Oleh : Fatharany Berkah Abdul Barry
“Dunia dibangun di atas kekuatan angka. Seluruh alam semesta, terdiri dari pola matematika. Dan semua hal dapat diekspresikan dalam angka, sesuai dengan getaran universal” (Pythagoras)
Kutipan quote dari Phytagoras (571-570 SM), Filsuf Yunani Kuno Penemu Konsep Bilangan Matematika itu sengaja penulis ambil sebagai kalimat pembuka catatan receh ini untuk menggambarkan bagaimana numerologi sebagai bahasa semesta. Dimana angka adalah bahasa untuk menggambarkan suatu maksud, dan bahasa angka bersifat konstan karena sudah melalui proses panjang sejak sejarah peradaban manusia bermula.

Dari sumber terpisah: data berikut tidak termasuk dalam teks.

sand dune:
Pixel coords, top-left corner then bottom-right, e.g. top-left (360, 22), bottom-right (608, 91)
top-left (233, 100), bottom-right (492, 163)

11 November, bila ditulis dalam angka, akan nampak seperti angka waktu 11:11, dalam study numerologi angka 11 diyakini sebagai angka master dengan resonansi pada frekuensi yang sangat tinggi. Meskipun demikian numerasi angka dalam setiap keyakinan kebudayaan bangsa-bangsa berbeda-beda.
Di Tiongkok misalnya, pemilihan tanggal 11 November sebagai World Single Day atau Hari Jomblo Sedunia yang diinisiasi sejak tahun 1993 oleh para Jomblowers (lajang-red) sebagai gerakan Anti Hari Valentine. Memilih tanggal 11 November atau 11-11 dengan alasan karena menyerupai empat batang kayu yang dalam bahasa pergaulan China berarti lajang (www.detik.com)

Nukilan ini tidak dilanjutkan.